ハイブリッド検索アプローチ「BM42」を動かしてみる

初めに

以下でBM25よりも精度がいいBM42が発表されたとあるので、実際に触ってみます

www.atpartners.co.jp

以下の記事で、過去にBM25を動かしています。

ayousanz.hatenadiary.jp

以下で今回の記事のリポジトリを公開しています

github.com

開発環境

ライブラリのインストール

pip install numpy
pip install transformers
pip install torch torchvision torchaudio --index-url https://download.pytorch.org/whl/cu121

BM42のindexおよび検索

以下でドキュメントのindexと検索をしてみます

from typing import List, Dict
import math
from transformers import AutoTokenizer, AutoModel
import torch

# サンプルデータセット
documents = [
    "Hello world is a common phrase in programming",
    "Python is a popular programming language",
    "Vector databases are useful for similarity search",
    "Machine learning models can be complex",
]

def compute_idf(term: str, documents: List[str]) -> float:
    doc_freq = sum(1 for doc in documents if term in doc.lower())
    return math.log((len(documents) - doc_freq + 0.5) / (doc_freq + 0.5) + 1)

def get_bm42_weights(text: str, model, tokenizer):
    inputs = tokenizer(text, return_tensors="pt", truncation=True, max_length=512)
    with torch.no_grad():
        outputs = model(**inputs, output_attentions=True)

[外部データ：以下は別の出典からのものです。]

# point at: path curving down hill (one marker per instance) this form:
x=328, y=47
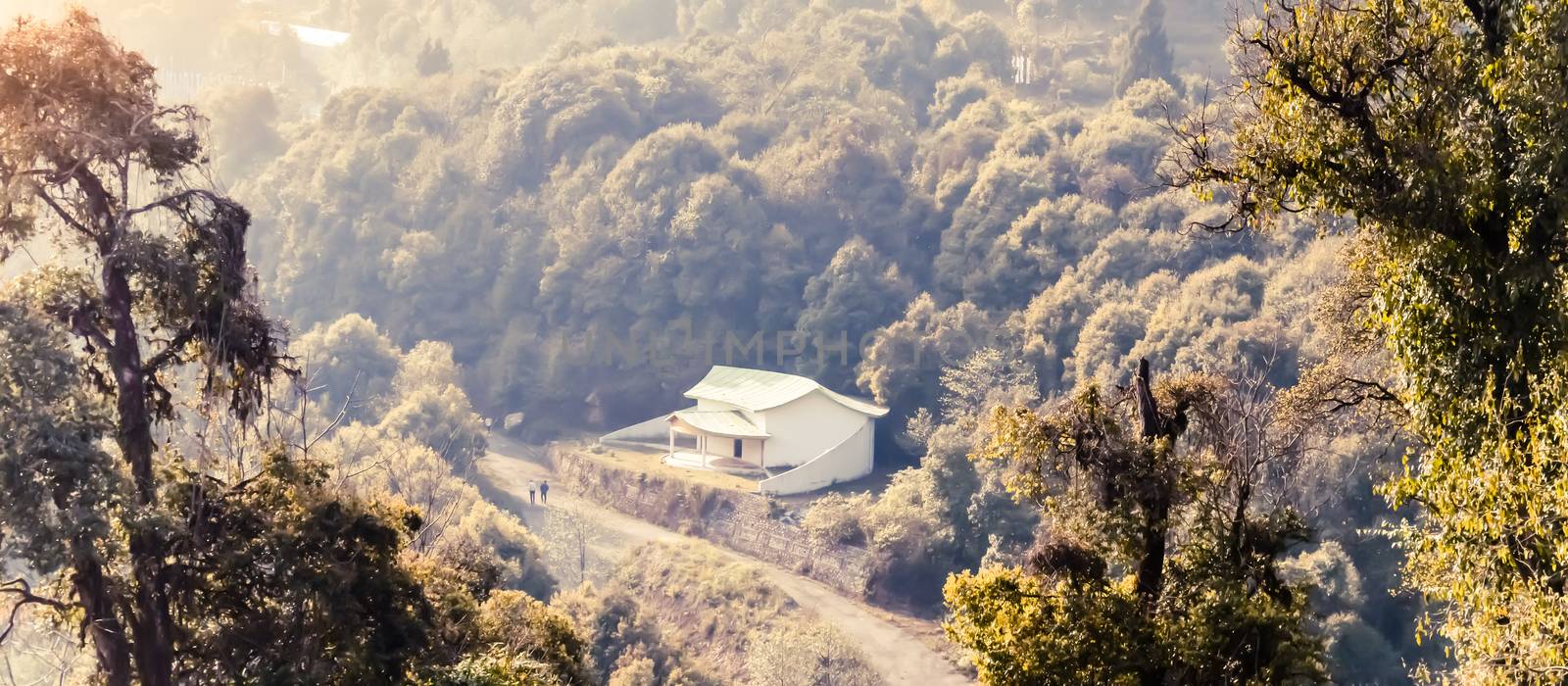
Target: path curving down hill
x=899, y=655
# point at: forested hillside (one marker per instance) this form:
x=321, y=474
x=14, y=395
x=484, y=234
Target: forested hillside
x=870, y=193
x=1219, y=346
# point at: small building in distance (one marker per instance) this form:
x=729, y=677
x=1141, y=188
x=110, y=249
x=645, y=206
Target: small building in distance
x=800, y=432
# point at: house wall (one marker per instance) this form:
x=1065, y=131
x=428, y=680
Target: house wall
x=847, y=461
x=808, y=426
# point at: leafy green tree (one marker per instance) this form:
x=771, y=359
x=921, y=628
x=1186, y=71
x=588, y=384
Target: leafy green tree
x=1439, y=127
x=1156, y=565
x=855, y=295
x=90, y=157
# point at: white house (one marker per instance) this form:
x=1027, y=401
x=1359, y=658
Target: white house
x=804, y=434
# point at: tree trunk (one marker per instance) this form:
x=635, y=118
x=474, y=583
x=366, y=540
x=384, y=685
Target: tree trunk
x=154, y=625
x=1156, y=503
x=109, y=636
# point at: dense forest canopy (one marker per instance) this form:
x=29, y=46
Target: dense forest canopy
x=1157, y=300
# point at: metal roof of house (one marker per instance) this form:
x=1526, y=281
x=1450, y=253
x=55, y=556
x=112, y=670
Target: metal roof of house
x=728, y=423
x=758, y=390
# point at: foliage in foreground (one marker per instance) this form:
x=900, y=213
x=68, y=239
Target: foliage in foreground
x=177, y=536
x=1159, y=563
x=1439, y=125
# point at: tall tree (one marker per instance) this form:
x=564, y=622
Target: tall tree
x=90, y=159
x=1147, y=54
x=1439, y=125
x=1157, y=563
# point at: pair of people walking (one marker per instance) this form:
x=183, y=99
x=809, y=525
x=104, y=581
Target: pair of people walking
x=543, y=489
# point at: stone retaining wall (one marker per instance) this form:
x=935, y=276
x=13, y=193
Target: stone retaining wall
x=736, y=520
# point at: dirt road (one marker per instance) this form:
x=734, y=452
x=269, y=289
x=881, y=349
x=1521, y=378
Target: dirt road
x=901, y=657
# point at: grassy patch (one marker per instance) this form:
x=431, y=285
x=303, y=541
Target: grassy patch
x=647, y=463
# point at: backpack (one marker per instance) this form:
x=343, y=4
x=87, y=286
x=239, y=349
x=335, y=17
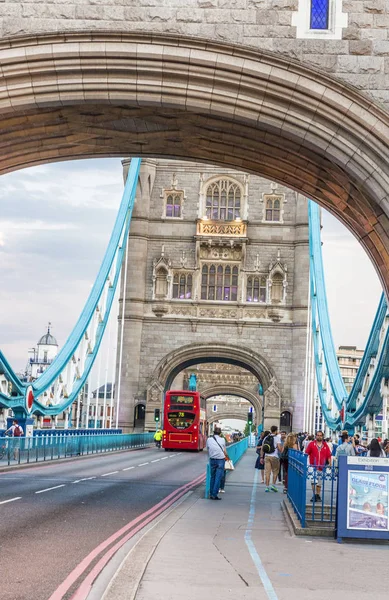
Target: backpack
x=268, y=444
x=284, y=455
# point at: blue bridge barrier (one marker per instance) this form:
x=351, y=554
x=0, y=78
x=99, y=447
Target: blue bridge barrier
x=44, y=448
x=54, y=432
x=304, y=481
x=235, y=452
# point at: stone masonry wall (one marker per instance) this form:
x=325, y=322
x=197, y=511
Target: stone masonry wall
x=361, y=57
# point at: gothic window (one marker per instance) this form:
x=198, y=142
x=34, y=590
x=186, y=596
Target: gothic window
x=319, y=17
x=173, y=203
x=219, y=282
x=223, y=200
x=256, y=289
x=273, y=209
x=161, y=283
x=277, y=289
x=182, y=285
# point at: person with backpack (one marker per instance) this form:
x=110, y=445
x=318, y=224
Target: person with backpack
x=319, y=457
x=16, y=431
x=345, y=448
x=270, y=455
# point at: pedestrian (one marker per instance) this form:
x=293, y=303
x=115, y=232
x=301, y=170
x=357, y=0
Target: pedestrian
x=319, y=457
x=346, y=448
x=16, y=432
x=375, y=449
x=158, y=438
x=307, y=441
x=283, y=440
x=270, y=455
x=290, y=444
x=217, y=453
x=258, y=463
x=330, y=444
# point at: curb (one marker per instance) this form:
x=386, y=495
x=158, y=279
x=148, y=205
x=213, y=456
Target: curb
x=122, y=582
x=47, y=463
x=294, y=524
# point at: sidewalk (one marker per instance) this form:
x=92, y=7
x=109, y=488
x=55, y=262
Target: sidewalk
x=241, y=547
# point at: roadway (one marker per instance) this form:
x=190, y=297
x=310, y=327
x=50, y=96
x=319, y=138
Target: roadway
x=53, y=516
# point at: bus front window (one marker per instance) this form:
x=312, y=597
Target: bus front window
x=180, y=420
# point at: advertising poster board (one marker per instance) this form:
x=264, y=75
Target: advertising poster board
x=363, y=506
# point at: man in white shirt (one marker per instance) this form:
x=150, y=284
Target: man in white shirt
x=216, y=447
x=271, y=458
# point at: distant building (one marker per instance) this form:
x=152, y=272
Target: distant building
x=41, y=356
x=349, y=359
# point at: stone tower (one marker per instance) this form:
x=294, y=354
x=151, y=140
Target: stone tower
x=218, y=270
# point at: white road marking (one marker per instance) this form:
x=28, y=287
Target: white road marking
x=10, y=500
x=48, y=489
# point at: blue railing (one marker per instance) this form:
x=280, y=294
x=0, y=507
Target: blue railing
x=311, y=490
x=55, y=432
x=37, y=449
x=235, y=452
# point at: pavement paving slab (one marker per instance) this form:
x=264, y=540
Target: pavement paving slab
x=204, y=553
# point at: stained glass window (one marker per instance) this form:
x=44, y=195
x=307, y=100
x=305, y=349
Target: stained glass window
x=219, y=282
x=182, y=286
x=223, y=201
x=173, y=204
x=319, y=14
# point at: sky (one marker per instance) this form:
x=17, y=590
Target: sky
x=55, y=222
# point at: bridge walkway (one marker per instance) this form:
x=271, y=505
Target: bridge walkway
x=242, y=548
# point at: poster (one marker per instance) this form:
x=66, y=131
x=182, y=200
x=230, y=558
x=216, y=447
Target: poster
x=367, y=500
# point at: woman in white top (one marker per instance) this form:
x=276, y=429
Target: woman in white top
x=375, y=449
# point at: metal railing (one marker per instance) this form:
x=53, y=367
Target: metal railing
x=24, y=450
x=304, y=481
x=235, y=452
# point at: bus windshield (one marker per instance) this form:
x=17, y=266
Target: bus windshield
x=181, y=420
x=175, y=399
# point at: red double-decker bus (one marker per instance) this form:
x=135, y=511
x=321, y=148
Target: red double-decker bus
x=184, y=421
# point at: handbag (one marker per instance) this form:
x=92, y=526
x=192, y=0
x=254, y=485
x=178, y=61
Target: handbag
x=226, y=457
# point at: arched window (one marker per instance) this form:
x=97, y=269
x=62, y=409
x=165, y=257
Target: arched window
x=286, y=421
x=174, y=204
x=219, y=282
x=182, y=286
x=223, y=200
x=277, y=289
x=161, y=283
x=256, y=289
x=320, y=12
x=139, y=415
x=273, y=209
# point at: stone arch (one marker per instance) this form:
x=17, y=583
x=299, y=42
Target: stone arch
x=224, y=415
x=238, y=391
x=97, y=93
x=189, y=355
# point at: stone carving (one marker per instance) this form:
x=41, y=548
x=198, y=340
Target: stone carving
x=220, y=253
x=272, y=395
x=154, y=394
x=233, y=228
x=185, y=311
x=218, y=313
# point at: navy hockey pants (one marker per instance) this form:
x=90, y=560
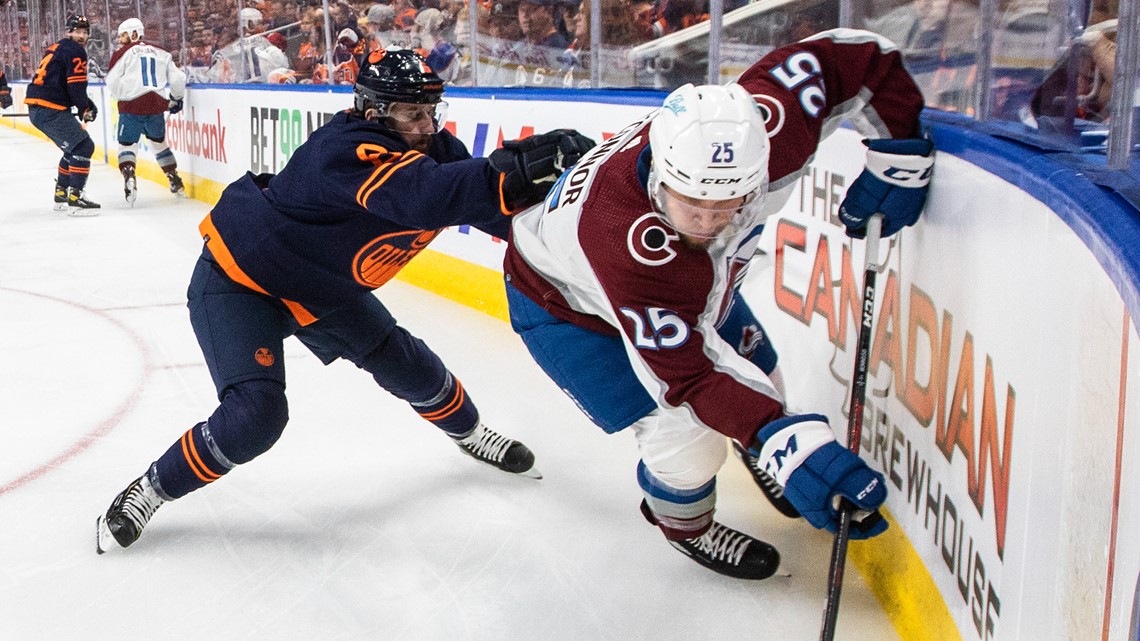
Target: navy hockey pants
x=68, y=135
x=242, y=334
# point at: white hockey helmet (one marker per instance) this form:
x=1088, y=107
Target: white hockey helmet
x=250, y=17
x=710, y=159
x=132, y=29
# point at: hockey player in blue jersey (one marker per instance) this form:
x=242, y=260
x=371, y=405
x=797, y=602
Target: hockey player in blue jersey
x=58, y=86
x=290, y=256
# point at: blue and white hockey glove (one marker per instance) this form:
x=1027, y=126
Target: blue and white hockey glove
x=894, y=184
x=815, y=471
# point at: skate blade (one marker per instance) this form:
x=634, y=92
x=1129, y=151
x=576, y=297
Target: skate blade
x=531, y=473
x=103, y=536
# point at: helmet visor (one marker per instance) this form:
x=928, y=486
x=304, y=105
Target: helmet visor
x=416, y=119
x=706, y=219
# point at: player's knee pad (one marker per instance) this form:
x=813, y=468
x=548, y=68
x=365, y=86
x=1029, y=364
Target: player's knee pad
x=127, y=153
x=406, y=367
x=83, y=151
x=250, y=420
x=683, y=456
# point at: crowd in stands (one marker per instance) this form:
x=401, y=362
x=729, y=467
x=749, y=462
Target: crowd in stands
x=550, y=42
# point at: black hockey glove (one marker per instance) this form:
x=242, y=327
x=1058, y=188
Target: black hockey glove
x=531, y=165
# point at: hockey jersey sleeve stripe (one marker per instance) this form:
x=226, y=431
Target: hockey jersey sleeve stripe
x=450, y=407
x=192, y=456
x=225, y=260
x=381, y=176
x=503, y=208
x=42, y=103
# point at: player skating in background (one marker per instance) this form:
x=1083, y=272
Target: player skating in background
x=286, y=256
x=5, y=91
x=147, y=83
x=625, y=284
x=58, y=86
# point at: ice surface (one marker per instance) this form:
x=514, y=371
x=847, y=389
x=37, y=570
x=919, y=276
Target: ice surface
x=363, y=522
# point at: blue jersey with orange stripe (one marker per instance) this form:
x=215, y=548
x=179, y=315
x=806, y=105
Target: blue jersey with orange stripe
x=348, y=211
x=60, y=80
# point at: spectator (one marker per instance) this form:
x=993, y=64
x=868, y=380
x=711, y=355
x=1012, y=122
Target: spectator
x=441, y=56
x=540, y=22
x=681, y=14
x=381, y=27
x=312, y=48
x=249, y=58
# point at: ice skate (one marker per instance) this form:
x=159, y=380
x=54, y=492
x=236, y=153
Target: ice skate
x=494, y=448
x=767, y=485
x=60, y=197
x=130, y=185
x=726, y=551
x=127, y=517
x=176, y=184
x=79, y=204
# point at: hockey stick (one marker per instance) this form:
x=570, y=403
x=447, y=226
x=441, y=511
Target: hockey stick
x=854, y=426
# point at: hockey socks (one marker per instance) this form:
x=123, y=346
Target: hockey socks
x=681, y=513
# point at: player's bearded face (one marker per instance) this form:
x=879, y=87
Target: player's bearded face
x=416, y=123
x=699, y=221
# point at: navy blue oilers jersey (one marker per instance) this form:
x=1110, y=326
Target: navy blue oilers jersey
x=352, y=207
x=60, y=80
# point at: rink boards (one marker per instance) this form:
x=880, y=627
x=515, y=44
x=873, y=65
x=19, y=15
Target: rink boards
x=1000, y=412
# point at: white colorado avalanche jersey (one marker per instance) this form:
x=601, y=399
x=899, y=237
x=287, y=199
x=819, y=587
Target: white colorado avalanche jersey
x=597, y=256
x=141, y=69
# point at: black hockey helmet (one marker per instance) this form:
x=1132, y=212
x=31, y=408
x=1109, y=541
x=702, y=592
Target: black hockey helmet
x=398, y=75
x=78, y=22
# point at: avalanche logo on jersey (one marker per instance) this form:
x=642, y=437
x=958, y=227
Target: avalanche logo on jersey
x=772, y=111
x=381, y=259
x=650, y=240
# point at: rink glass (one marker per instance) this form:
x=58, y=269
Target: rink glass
x=1019, y=63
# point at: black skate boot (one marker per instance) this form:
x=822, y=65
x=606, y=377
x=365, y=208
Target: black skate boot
x=80, y=204
x=128, y=514
x=768, y=485
x=726, y=551
x=494, y=448
x=176, y=184
x=60, y=197
x=130, y=185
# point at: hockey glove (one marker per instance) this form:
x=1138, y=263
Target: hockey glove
x=90, y=113
x=894, y=184
x=801, y=454
x=531, y=165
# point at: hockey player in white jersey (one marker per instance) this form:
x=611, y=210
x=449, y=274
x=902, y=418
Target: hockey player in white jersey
x=624, y=284
x=147, y=83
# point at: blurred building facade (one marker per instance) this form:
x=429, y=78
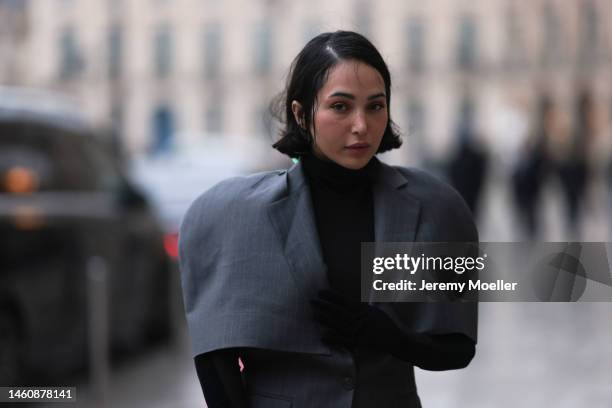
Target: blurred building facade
x=168, y=72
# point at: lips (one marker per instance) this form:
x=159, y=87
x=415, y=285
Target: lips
x=357, y=146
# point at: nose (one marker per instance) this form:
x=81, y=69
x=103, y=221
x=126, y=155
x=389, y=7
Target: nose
x=359, y=125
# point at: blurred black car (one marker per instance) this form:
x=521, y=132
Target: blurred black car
x=65, y=205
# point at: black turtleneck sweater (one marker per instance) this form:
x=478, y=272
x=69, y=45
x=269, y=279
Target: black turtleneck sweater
x=344, y=215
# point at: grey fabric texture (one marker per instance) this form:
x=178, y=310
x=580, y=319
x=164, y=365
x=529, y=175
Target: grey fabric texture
x=250, y=262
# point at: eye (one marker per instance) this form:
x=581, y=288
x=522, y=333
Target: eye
x=339, y=106
x=377, y=106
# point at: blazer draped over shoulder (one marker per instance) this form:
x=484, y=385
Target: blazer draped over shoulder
x=251, y=260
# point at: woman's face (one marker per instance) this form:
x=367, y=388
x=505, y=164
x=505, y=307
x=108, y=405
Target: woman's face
x=350, y=115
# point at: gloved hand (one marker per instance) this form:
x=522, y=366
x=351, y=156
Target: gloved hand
x=348, y=323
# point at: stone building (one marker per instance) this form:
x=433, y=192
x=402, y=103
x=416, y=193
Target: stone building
x=169, y=73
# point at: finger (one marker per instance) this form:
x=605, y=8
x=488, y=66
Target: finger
x=338, y=311
x=332, y=337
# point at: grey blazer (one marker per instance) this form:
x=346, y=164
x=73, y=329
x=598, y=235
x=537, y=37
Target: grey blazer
x=250, y=262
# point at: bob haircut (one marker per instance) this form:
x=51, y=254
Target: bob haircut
x=308, y=74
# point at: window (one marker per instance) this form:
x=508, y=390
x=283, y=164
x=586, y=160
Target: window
x=213, y=119
x=416, y=130
x=589, y=33
x=114, y=51
x=163, y=51
x=163, y=129
x=71, y=61
x=515, y=55
x=363, y=17
x=416, y=45
x=466, y=45
x=263, y=48
x=212, y=51
x=551, y=42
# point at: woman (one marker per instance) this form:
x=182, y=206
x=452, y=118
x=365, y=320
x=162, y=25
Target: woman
x=270, y=262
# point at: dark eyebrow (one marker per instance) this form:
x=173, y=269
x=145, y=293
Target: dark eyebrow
x=350, y=96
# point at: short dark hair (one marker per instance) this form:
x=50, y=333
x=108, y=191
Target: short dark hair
x=308, y=74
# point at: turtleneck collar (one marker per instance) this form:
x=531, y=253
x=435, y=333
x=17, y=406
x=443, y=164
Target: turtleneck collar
x=336, y=176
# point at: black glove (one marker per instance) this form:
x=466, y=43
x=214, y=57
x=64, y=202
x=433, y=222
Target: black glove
x=348, y=323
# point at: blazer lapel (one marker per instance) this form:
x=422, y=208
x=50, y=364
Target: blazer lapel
x=396, y=212
x=293, y=219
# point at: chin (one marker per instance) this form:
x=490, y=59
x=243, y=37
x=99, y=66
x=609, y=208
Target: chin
x=354, y=164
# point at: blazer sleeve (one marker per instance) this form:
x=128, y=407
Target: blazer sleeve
x=444, y=217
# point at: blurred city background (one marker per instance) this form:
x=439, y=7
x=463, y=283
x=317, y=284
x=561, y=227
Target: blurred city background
x=115, y=114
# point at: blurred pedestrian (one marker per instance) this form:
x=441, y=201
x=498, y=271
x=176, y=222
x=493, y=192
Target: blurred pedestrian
x=573, y=169
x=468, y=168
x=271, y=263
x=531, y=169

    attentions = outputs.attentions[-1][0, :, 0].mean(dim=0)
    tokens = tokenizer.convert_ids_to_tokens(inputs['input_ids'][0])

    word_weights = {}
    current_word = ""
    current_weight = 0

    for token, weight in zip(tokens[1:-1], attentions[1:-1]):  # Exclude [CLS] and [SEP]
        if token.startswith("##"):
            current_word += token[2:]
            current_weight += weight
        else:
            if current_word:
                word_weights[current_word] = current_weight
            current_word = token
            current_weight = weight

    if current_word:
        word_weights[current_word] = current_weight

    return word_weights

# モデルとトークナイザーの初期化
tokenizer = AutoTokenizer.from_pretrained("sentence-transformers/all-MiniLM-L6-v2")
model = AutoModel.from_pretrained("sentence-transformers/all-MiniLM-L6-v2")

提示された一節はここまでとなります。